Another course. Another book. Another layer of understanding.
And all of it is valuable, but at some point, continuing to stay in learning mode starts to feel a little bit… safe. I get it - it’s comfortable and contained. Because the moment you step out of that, and into actually offering something, everything changes.
You’re no longer just understanding the work. You’re putting yourself out there, and you're responsible for how it lands with someone else. And that’s where people tend to hesitate.
I see this a lot - women who are thoughtful, intelligent, caring and very committed to doing things properly. Which is a beautiful quality. But it can easily turn into hesitation and procrastination under the guise of being ‘real’ or sensible, when really, it’s fear dressed up as responsibility.
It might sound like the following internal (or external!) dialogue:
“I just want to finish this next training first.”
“I just want to feel more confident first.”
“I just want to make sure I’m doing it right.”

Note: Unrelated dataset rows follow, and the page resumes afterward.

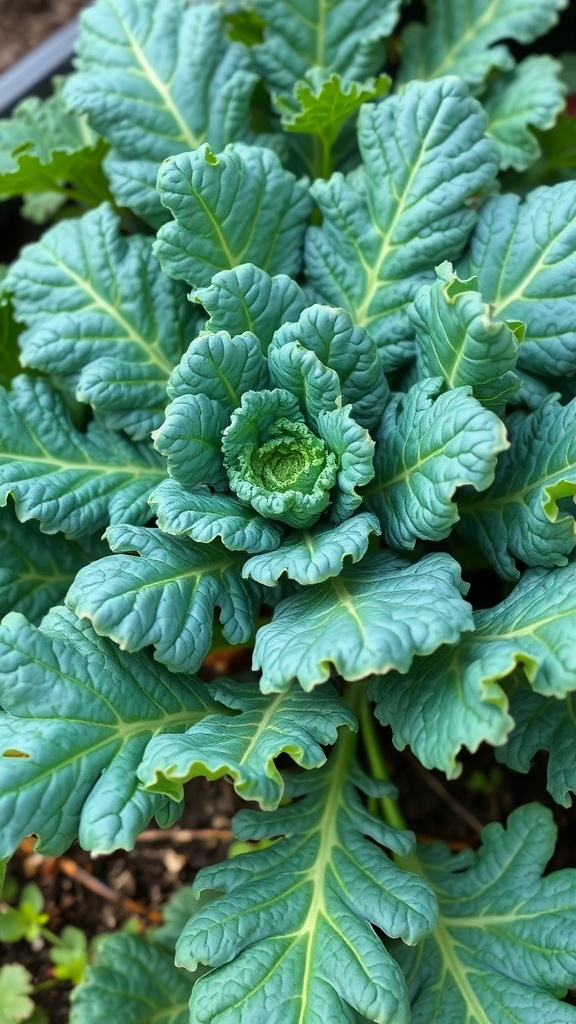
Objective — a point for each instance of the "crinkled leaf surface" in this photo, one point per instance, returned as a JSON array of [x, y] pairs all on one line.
[[36, 570], [519, 516], [524, 255], [311, 556], [73, 482], [458, 688], [248, 299], [384, 226], [238, 207], [291, 938], [374, 616], [428, 444], [503, 949], [166, 597], [457, 339], [204, 516], [246, 747], [100, 313], [544, 724], [458, 37], [530, 96], [78, 714], [344, 37]]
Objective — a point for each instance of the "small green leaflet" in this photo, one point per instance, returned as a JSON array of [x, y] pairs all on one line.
[[503, 950], [542, 724], [519, 516], [295, 939], [36, 570], [100, 313], [524, 255], [428, 444], [166, 597], [246, 747], [73, 482], [78, 714], [374, 616], [238, 207], [458, 38], [530, 96], [457, 339], [344, 37], [386, 224], [458, 687]]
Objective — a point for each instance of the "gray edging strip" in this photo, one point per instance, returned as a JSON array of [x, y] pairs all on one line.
[[32, 75]]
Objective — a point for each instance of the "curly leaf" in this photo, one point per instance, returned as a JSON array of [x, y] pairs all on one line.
[[293, 937], [503, 948], [383, 226], [530, 96], [294, 723], [524, 256], [347, 349], [519, 516], [459, 38], [248, 299], [544, 724], [103, 316], [238, 207], [36, 569], [204, 516], [77, 716], [458, 687], [345, 38], [374, 616], [166, 597], [457, 339], [312, 556], [71, 481], [428, 444]]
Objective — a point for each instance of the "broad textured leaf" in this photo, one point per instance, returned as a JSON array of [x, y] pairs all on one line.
[[530, 96], [458, 689], [78, 714], [375, 616], [544, 724], [524, 255], [457, 339], [311, 556], [43, 147], [520, 515], [248, 299], [166, 598], [100, 313], [428, 444], [294, 723], [73, 482], [291, 937], [344, 37], [503, 949], [424, 155], [347, 349], [204, 517], [221, 367], [238, 207], [36, 570], [459, 37]]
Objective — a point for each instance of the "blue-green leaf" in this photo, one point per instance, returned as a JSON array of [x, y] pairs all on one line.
[[166, 597], [246, 745], [238, 207], [375, 616], [385, 225]]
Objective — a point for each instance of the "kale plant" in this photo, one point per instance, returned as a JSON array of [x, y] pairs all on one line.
[[299, 358]]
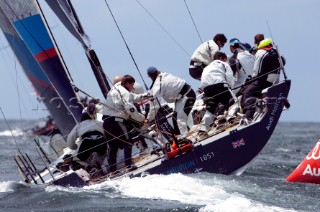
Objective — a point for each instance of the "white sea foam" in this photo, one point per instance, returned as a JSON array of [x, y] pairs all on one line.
[[185, 189], [8, 186]]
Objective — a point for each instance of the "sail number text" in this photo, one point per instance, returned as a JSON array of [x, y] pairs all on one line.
[[207, 156]]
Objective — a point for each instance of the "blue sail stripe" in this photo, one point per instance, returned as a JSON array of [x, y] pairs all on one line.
[[34, 33]]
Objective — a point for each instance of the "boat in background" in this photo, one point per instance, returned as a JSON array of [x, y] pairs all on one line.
[[308, 171], [228, 148]]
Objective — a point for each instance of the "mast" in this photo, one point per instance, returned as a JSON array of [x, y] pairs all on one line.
[[28, 37], [68, 16]]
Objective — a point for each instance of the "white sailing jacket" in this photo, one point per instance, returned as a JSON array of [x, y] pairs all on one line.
[[217, 72], [205, 52], [80, 129], [119, 103], [247, 62], [258, 61], [167, 86]]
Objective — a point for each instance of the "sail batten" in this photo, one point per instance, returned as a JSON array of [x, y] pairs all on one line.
[[30, 40], [67, 15]]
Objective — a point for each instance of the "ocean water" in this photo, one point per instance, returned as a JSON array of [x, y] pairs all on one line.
[[262, 187]]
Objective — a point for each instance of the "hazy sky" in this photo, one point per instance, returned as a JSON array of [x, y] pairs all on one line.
[[168, 46]]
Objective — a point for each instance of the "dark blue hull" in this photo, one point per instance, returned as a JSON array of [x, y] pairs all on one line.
[[226, 153]]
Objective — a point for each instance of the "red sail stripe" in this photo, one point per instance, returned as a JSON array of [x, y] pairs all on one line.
[[46, 54]]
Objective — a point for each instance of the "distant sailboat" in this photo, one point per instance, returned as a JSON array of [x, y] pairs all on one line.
[[227, 150]]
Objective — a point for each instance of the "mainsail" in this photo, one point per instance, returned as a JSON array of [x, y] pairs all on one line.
[[31, 42], [65, 12]]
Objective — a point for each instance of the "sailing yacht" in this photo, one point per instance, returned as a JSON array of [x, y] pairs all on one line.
[[228, 149]]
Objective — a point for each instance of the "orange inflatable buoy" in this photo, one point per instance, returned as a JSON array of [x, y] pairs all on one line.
[[309, 169]]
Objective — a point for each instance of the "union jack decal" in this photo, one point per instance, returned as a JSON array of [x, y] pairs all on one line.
[[238, 143]]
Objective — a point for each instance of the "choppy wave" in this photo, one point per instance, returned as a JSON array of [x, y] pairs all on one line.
[[181, 188], [8, 186]]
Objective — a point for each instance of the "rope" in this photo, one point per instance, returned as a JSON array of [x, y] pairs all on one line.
[[194, 24], [126, 45], [10, 131]]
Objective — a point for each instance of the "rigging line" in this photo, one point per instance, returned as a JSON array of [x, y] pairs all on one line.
[[18, 93], [166, 31], [126, 45], [10, 130], [194, 24], [54, 40], [35, 40], [280, 59]]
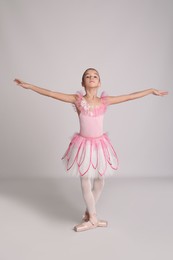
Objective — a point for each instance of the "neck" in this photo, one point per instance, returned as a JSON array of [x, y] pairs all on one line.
[[91, 93]]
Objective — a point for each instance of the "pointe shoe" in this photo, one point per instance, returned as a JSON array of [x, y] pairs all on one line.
[[85, 216], [90, 224], [101, 223]]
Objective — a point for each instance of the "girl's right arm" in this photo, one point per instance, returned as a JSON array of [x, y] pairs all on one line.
[[69, 98]]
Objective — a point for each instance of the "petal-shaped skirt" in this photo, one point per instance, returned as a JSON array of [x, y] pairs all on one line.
[[90, 157]]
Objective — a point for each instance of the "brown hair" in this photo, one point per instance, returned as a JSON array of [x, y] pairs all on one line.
[[87, 71]]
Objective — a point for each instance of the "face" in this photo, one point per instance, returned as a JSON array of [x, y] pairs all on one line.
[[91, 79]]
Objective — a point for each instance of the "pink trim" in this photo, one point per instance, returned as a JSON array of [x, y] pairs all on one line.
[[76, 154]]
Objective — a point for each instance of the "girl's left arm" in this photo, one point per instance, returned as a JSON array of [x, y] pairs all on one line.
[[119, 99]]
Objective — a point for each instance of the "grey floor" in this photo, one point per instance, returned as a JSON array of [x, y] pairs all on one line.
[[37, 217]]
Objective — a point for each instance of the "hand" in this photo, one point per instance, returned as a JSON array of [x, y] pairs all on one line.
[[22, 83], [159, 92]]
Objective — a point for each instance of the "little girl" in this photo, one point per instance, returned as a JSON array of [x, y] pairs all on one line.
[[90, 153]]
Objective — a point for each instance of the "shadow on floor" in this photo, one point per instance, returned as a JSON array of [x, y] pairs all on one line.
[[55, 198]]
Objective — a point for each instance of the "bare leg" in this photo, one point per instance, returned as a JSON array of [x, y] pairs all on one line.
[[98, 186], [88, 195]]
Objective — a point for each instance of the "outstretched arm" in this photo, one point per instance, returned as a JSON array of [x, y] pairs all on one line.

And before you know it, months (or years) pass… and nothing has actually been offered.
You don’t need to be fully “ready” to start serving. Because readiness doesn’t come first, it comes after you begin. Clarity comes after you’ve had a few conversations with students or clients. Confidence comes after you’ve supported a few people and stress-tested your skills (“Hey, I can do this, and people really liked it; my client had a good experience”). Your message also sharpens after you’ve tried to express it (it's always a little clumsily at first).
This is how it we start; this is how we get better; this is how we build confidence and momentum. In practice.

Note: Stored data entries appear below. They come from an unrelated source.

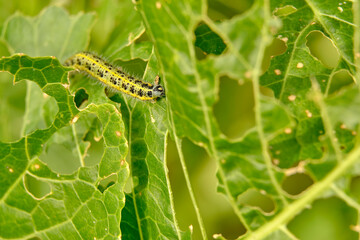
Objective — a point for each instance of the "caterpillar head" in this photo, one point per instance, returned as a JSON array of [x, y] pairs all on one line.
[[158, 91]]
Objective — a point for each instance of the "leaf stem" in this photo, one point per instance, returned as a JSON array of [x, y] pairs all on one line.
[[190, 190], [298, 205], [78, 150], [257, 100], [169, 186]]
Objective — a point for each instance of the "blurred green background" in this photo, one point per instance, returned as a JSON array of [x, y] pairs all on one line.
[[327, 219]]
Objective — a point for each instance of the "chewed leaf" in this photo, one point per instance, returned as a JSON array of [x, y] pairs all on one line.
[[77, 200]]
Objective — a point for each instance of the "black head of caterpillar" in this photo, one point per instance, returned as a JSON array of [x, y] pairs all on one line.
[[158, 90], [114, 77]]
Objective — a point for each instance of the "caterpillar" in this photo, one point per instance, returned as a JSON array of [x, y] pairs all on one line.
[[114, 78]]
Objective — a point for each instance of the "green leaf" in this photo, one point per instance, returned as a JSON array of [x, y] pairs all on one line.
[[46, 36], [306, 128], [77, 202]]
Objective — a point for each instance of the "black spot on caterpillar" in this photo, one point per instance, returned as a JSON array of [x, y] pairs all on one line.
[[115, 78]]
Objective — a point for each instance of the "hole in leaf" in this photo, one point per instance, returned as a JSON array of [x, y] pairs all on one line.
[[107, 182], [96, 149], [64, 154], [223, 9], [234, 111], [345, 137], [284, 11], [39, 189], [255, 199], [297, 183], [81, 98], [332, 215], [201, 172], [277, 47], [322, 48], [340, 80], [355, 187], [135, 67], [208, 41], [12, 108]]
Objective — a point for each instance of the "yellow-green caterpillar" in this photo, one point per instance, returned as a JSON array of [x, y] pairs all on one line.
[[114, 77]]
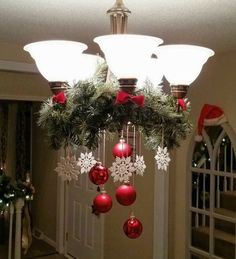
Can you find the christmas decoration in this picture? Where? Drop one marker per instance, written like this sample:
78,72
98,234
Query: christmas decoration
125,194
86,162
124,97
98,174
11,190
59,98
90,107
139,165
122,169
102,203
210,115
122,149
67,168
133,227
162,158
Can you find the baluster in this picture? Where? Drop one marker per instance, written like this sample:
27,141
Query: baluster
10,230
19,205
231,168
218,181
225,168
204,195
197,201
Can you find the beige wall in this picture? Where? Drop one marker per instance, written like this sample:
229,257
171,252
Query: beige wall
44,205
216,85
24,86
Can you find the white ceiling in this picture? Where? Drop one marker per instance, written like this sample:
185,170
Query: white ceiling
210,23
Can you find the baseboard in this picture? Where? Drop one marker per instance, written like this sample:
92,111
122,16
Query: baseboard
37,233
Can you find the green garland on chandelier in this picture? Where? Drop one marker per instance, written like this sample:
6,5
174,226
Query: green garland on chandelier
90,107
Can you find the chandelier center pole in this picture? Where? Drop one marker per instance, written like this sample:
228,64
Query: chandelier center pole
119,17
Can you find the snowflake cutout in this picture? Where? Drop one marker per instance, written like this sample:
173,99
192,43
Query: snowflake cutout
86,162
162,158
67,168
122,169
139,165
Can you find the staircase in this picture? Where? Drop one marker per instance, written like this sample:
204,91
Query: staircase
224,232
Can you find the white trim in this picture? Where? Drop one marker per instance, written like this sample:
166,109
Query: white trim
161,206
43,237
18,67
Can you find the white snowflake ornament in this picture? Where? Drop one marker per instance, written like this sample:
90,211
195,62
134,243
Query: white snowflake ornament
139,165
86,162
162,158
122,169
67,168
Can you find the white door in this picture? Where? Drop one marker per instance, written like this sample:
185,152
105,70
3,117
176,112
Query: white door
84,229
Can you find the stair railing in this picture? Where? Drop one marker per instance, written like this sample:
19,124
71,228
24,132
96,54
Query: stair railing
18,210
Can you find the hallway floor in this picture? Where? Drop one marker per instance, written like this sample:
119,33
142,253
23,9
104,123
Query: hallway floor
39,250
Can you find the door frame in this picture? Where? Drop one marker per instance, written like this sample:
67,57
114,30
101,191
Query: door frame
160,223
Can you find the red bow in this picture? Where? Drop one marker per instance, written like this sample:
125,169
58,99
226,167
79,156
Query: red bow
182,104
59,98
124,97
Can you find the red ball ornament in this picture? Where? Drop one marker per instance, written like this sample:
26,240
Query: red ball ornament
122,149
126,194
98,174
102,203
133,227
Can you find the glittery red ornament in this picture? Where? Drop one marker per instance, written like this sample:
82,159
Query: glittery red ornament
133,227
122,149
125,194
98,174
102,202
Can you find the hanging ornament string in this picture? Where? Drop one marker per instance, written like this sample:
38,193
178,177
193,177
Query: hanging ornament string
127,134
99,146
134,149
162,155
104,148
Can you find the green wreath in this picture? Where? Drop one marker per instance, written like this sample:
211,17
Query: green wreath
90,106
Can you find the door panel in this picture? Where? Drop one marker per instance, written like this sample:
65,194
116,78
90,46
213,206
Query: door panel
85,230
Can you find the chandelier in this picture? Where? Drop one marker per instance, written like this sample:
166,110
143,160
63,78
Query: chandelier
129,57
120,94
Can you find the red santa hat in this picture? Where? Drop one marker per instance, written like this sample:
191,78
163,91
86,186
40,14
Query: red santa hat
210,115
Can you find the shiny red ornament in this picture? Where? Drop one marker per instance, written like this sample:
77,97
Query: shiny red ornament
59,98
102,203
122,149
98,174
133,227
126,194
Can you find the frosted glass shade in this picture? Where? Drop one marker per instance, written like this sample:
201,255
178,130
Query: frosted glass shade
182,63
57,60
127,54
152,71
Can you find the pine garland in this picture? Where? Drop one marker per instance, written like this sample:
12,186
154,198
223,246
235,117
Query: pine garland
90,107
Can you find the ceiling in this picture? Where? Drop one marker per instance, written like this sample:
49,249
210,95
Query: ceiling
210,23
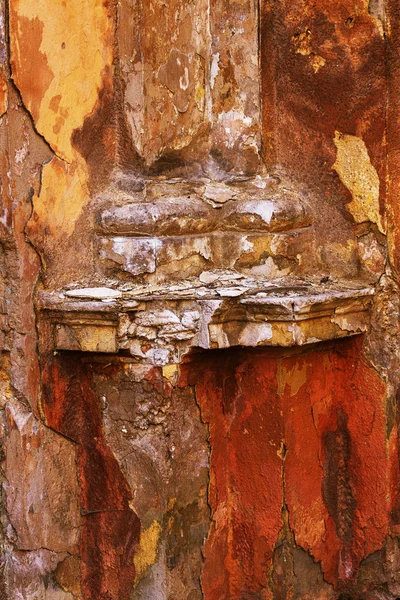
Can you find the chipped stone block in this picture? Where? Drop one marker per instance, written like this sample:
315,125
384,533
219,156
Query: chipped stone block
135,256
86,338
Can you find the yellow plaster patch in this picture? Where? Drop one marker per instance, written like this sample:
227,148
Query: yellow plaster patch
170,372
74,48
3,94
63,194
353,165
302,43
147,552
318,62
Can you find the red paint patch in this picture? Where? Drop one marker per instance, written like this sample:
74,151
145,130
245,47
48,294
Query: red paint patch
110,529
318,419
238,399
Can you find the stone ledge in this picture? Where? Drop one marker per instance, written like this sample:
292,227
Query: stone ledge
159,325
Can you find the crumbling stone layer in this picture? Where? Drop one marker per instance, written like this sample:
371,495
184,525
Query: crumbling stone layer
199,303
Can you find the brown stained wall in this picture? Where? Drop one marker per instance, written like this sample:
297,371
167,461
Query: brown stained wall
323,80
243,474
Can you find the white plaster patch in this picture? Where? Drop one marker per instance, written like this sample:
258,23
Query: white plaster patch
94,293
255,333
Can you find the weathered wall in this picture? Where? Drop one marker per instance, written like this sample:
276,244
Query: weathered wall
267,473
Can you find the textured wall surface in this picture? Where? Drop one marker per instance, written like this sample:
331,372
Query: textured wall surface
199,303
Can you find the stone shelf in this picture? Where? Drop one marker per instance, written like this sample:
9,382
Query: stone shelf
168,225
159,324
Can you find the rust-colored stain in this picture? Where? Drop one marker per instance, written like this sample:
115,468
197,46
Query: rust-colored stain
110,529
306,432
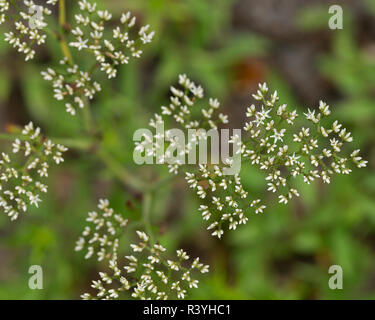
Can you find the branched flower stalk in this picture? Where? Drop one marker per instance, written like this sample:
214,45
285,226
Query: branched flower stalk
21,178
286,151
149,274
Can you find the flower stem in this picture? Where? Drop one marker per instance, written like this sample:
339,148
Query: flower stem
62,38
146,210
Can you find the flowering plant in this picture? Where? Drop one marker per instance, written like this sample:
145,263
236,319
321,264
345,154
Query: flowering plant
274,142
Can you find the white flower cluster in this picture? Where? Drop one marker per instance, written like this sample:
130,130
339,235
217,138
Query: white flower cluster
227,202
73,84
181,111
313,152
149,274
89,36
103,233
20,183
29,24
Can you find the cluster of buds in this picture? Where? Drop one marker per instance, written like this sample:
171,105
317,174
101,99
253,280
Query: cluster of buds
226,202
101,237
182,111
148,274
29,25
109,53
284,154
20,183
73,84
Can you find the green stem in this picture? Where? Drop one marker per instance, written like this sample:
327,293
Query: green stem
146,210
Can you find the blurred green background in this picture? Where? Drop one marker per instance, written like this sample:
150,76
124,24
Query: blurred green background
228,46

And in the meantime, people are out there needing support.
They don’t need perfect support, nor the most advanced, highly specialised support.

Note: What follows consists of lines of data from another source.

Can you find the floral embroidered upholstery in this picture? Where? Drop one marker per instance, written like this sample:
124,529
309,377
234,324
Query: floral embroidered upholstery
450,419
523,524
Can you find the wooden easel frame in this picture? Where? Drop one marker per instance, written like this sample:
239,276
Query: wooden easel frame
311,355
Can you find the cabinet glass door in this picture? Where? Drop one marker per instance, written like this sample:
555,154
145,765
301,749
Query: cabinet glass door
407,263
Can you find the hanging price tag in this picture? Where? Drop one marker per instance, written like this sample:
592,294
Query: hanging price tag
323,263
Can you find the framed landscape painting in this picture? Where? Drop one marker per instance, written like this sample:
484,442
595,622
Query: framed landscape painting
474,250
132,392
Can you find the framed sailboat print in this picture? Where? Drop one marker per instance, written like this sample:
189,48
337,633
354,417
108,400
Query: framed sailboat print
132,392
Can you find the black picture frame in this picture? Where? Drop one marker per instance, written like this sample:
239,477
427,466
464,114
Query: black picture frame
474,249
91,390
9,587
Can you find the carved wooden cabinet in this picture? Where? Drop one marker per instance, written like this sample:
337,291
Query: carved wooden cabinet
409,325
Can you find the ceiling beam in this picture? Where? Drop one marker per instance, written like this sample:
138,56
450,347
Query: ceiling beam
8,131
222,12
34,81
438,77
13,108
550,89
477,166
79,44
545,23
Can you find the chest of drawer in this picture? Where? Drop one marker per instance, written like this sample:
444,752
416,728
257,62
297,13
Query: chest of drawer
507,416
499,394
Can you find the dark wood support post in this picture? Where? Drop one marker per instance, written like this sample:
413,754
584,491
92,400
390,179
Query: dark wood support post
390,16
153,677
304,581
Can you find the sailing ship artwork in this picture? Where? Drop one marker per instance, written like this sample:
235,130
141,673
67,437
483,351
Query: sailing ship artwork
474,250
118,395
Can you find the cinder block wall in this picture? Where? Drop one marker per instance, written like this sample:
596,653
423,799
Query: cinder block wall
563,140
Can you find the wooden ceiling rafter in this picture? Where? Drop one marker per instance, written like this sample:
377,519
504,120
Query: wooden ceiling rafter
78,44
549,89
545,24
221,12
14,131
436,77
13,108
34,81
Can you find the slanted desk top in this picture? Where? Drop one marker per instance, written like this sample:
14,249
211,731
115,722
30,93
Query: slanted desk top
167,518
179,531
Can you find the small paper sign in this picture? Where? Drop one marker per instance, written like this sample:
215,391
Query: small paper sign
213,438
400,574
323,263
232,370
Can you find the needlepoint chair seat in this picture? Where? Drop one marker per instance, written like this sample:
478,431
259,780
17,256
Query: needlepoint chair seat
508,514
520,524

They just want something real. Something that helps them feel a little better, a little clearer, a little more supported in their day-to-day life.
You already have the capacity to offer that.
Starting before you feel qualified doesn’t mean overstepping your scope. It doesn’t mean positioning yourself as an expert in something you’re not.
It means being honest about where you’re at… and offering from there.
It might look like:
- guiding a simple breath practice
- sharing basic lifestyle rhythms that have helped you
- offering a gentle, beginner-level yoga session
- running a small workshop or circle in your community
- sitting one-on-one with someone and supporting them in a grounded, thoughtful way using the knowledge and skills you have
There’s also something important that happens when you start serving - your relationship to the knowledge changes. It’s no longer abstract or conceptual.
You start to feel what works.
You notice how people respond.
You begin to understand nuance, not just textbook concepts.
And that’s where depth of understanding and confidence comes from.
Not from collecting more information… but from applying what you already know.
If you wait until you feel completely ready, you’ll likely wait longer than you need to because the standard keeps moving.
There will always be more to learn. That won't ever change.
What changes is your willingness to begin anyway.
So if you’re in that space right now, where you’ve been learning, absorbing, understanding… and there’s an internal sense that it’s time to do something with it, even if it feels daunting.
Take one step.
Not a big, overwhelming leap.
Just one simple offering.
One person.
One session.
One small act of service.
That’s how this path unfolds. And it’s more than enough to begin.